Search JTA's historical archive dating back to 1923

East German Anti-semitism Rising, but Some Reports Are Fabrications

December 14, 1989
See Original Daily Bulletin From This Date
Advertisement

Anti-Semitism and racist attacks on foreigners are being reported with increased frequency in East Germany, where until recently they were treated like state secrets.

In some instances, it has become hard to distinguish between actual occurrences and neo-Nazi incidents fabricated by Stasi, the repressive state security service, to prove that it is still needed. The agency is under heavy pressure to shut down now that the Communist Party no longer dominates the German Democratic Republic.

Fabrications notwithstanding, the situation appears to be serious.

While the Communist Party newspaper Neues Deutschland said Tuesday that it could not confirm the rumored murders of two foreigners in East Berlin, the newspaper acknowledged several recent incidents of violence against foreigners.

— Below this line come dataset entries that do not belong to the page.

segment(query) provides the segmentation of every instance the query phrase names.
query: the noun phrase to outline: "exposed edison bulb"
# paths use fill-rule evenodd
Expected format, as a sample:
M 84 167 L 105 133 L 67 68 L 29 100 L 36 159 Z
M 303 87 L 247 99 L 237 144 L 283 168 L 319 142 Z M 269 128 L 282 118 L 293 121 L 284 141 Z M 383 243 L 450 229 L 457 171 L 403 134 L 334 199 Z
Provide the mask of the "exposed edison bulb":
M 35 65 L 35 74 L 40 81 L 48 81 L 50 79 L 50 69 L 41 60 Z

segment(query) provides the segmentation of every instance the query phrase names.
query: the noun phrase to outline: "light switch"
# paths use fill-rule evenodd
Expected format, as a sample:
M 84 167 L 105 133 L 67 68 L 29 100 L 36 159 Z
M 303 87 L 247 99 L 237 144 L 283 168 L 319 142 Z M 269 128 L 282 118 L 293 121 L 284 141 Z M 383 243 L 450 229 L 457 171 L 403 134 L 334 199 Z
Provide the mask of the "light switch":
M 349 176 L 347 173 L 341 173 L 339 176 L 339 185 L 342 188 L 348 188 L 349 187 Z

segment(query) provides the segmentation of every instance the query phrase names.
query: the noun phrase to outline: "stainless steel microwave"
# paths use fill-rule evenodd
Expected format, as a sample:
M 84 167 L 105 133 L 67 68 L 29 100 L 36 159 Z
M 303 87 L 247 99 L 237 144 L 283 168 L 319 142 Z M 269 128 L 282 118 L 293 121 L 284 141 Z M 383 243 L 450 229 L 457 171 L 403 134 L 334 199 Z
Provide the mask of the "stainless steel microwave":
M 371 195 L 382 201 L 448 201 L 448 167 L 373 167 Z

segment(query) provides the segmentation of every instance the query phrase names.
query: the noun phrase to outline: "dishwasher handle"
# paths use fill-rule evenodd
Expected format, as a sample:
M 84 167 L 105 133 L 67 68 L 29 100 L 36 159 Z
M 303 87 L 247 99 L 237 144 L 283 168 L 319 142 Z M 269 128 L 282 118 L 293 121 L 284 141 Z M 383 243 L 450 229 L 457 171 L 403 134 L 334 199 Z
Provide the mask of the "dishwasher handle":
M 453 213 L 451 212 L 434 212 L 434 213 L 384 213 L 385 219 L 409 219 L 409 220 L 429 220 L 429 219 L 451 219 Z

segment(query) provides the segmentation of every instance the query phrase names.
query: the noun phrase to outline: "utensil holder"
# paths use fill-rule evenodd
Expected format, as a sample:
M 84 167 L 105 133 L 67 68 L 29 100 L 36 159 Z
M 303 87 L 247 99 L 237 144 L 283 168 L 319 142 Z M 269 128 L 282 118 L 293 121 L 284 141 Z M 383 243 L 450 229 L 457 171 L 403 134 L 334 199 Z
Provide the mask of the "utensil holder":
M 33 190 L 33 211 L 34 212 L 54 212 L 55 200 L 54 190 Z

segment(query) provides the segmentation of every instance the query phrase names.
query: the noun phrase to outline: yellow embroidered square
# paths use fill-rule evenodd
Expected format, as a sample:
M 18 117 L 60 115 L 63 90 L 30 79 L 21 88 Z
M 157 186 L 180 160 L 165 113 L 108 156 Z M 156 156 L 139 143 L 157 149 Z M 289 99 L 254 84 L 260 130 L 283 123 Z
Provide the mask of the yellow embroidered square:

High school students attacked three blacks in an East Berlin discotheque in October, shouting, “Jewish pigs” and “Dirty Negroes.”

And last May, East German youths seriously injured two blacks in a train in Sachsen. There were many witnesses, but no one intervened.

Such incidents may only seem to be on the rise because they are being reported for the first time in the official press.

But the presence of some 16,000 foreigners in East Germany, including many blacks from the Third World, clearly has aroused racist sentiments.

In the past, the party line was that racism and anti-Semitism were products of corrupt capitalism and could not exist in a socialist state.

Stasi’s efforts to stay alive reflect the profound changes that have taken place. Now neo-Nazi incidents are being manufactured.

Michael Trostoff, the Stasi chief in the Gera district, is an example. He reported that several youths in the town of Bernburg were tortured and burned by a neo-Nazi gang. An investigation by local police established that the youngsters burned themselves playing with flaming bottles.